40% shopping with unemployed mindset
TNS Magasin founder, Siemon Scamell-Katz advised retailers to stop wasting their money on ineffective communication, at this year's Insight/NACS conference
20 April 2009 | 0
Founder of TNS Magasin, Siemon Scamell-Katz told Insight/NACS Global Convenience Benchmarks Conference delegates that almost one in three consumers are in fear of losing their jobs, while almost 10% are unemployed.
Consequently 40% of consumers are now shopping differently, exhibiting heightened price-consciousness and different responses to in-store and outdoor communication.
Scamell-Katz said a survey of c-store shoppers in the UK revealed that nearly 70% did not look at any outside or outward-facing materials, some 30% did not see a single promotion advertised inside the store (despite their being over 120 in the surveyed store) and almost 30% did not know the name of the store they were standing in when asked.

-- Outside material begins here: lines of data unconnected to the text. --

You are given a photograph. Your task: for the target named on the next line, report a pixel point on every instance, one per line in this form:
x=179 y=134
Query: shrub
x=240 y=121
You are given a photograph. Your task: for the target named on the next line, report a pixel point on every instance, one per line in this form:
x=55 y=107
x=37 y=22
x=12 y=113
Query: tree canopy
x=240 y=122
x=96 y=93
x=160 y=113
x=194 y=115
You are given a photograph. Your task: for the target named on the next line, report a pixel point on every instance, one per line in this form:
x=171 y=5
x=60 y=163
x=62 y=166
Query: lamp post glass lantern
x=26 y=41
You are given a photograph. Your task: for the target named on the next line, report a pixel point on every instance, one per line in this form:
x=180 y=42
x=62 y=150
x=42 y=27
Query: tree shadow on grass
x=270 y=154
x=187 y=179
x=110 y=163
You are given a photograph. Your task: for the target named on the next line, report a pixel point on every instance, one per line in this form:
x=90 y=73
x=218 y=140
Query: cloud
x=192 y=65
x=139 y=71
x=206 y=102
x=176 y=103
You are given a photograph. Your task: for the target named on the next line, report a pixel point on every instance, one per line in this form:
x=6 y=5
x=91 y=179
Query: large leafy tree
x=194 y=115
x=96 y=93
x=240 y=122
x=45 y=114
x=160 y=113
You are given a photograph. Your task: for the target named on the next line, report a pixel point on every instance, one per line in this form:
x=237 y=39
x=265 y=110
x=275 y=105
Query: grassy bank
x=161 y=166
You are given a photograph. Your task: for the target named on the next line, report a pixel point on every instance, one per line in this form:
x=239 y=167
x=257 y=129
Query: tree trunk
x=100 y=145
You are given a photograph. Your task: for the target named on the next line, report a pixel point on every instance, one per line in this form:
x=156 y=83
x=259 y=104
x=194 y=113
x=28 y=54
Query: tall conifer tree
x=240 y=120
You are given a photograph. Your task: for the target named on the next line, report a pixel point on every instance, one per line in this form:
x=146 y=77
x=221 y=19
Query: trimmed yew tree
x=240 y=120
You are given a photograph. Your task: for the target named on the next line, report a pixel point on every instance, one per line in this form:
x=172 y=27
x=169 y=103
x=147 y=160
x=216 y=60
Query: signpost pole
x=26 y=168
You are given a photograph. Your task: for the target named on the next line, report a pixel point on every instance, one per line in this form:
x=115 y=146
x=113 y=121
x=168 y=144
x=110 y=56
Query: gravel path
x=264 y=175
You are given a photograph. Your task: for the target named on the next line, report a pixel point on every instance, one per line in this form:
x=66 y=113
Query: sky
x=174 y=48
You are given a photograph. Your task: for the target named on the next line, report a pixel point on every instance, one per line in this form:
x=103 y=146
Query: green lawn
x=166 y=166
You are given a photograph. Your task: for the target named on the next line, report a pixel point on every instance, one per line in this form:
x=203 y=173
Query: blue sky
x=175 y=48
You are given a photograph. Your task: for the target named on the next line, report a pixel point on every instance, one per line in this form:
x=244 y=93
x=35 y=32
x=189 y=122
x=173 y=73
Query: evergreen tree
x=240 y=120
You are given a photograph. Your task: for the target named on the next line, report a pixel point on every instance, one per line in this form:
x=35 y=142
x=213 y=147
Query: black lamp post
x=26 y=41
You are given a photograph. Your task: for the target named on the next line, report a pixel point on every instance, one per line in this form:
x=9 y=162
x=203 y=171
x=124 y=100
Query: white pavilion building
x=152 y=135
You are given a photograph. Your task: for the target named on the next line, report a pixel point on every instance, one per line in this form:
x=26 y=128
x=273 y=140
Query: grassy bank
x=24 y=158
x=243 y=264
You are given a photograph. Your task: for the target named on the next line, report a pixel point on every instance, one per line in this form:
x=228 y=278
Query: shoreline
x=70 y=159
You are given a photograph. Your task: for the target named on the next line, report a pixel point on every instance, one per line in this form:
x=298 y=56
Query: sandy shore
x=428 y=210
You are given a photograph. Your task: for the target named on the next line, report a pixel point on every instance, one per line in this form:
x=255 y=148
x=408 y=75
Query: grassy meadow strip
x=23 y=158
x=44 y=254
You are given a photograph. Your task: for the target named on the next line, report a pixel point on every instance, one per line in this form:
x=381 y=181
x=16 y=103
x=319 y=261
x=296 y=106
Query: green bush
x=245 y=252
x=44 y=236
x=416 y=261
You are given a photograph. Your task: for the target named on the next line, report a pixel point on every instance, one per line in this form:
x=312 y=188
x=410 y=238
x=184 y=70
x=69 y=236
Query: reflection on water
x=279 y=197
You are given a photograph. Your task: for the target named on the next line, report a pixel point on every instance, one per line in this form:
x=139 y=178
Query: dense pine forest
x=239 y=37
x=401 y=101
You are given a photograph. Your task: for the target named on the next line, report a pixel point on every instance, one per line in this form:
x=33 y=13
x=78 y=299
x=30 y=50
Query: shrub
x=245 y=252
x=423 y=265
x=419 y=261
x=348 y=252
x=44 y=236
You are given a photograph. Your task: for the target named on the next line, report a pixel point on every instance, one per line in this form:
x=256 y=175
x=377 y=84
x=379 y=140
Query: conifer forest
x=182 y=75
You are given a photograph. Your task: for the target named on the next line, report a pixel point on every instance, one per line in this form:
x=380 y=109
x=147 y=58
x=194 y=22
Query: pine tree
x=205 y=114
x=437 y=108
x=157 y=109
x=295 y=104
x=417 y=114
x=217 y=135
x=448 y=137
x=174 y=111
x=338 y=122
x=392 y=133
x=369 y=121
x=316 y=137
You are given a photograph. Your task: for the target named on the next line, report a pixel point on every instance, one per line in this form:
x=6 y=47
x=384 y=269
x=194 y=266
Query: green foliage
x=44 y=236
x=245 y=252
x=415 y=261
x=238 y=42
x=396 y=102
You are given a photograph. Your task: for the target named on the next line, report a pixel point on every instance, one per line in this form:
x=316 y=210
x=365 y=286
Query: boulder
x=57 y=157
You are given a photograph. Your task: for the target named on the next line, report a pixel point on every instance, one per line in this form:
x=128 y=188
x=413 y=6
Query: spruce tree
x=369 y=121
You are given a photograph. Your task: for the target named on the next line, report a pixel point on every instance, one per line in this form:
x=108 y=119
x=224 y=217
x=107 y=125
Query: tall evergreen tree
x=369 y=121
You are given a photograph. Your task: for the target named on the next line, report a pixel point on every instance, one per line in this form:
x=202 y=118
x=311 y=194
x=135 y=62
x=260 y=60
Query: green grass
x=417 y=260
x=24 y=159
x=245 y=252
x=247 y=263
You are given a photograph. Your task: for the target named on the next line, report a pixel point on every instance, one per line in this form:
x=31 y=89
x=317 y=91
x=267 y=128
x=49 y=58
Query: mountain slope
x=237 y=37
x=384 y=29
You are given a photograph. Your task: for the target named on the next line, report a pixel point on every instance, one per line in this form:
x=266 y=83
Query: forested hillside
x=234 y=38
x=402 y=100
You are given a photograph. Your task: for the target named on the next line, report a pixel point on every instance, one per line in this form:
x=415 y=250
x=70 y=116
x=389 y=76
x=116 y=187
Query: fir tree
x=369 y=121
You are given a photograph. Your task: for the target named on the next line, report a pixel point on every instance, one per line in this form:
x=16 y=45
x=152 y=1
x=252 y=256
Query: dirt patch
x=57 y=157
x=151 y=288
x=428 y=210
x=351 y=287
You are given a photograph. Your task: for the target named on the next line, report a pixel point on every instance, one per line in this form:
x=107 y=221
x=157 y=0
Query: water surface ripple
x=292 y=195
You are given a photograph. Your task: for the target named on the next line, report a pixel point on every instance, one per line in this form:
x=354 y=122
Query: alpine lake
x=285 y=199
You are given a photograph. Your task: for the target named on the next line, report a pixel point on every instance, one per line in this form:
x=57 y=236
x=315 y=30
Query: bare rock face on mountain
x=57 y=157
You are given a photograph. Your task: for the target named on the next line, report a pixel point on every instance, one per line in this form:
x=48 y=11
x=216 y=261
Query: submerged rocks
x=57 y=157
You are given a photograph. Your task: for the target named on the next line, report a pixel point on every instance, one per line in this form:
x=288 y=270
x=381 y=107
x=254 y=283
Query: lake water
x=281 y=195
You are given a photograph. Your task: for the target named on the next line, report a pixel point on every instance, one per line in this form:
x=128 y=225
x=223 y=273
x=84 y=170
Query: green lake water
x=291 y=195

The analyst said the alarming findings confirm, now more than ever, that many retailers need to re-evaluate the effectiveness of their promotional materials and store layout, and stop “spending thousands on things that do nothing for your business.” He named outdoor A-frames, window signs, hang-down signs, and ailse-ends that face the same direction as traffic as the least effective communication devices. Conversely, using in-category shelf-edge and eye-level signage, and leaving baskets at different points in the store have been proven to drive sales.
The Insight/NACS Global Convenience Benchmarks Conference took place in Dublin last month. Speakers included Londis marketing manager, Ruth Norton, Musgrave retail director, Ray Kelly, Topaz retail director, Frank Gleeson, Greg Hodge, senior analyst at Planet Retail, and Centra retailer Noel Dunne.
The need to drive innovation and give value were core themes at the conference, and the acknowledgement that Irish convenience retailers face a great challenge where price is concerned. Greg Hodge revealed that the convenience sector in Ireland has by far the greatest penetration in the overall grocery trade compared to other European countries.
Changing habits, spurred in part by the growth of discounters, offer opportunities for developing private ranges. Operational excellence, service and innovation in convenience will, meanwhile, retain customers in the sector.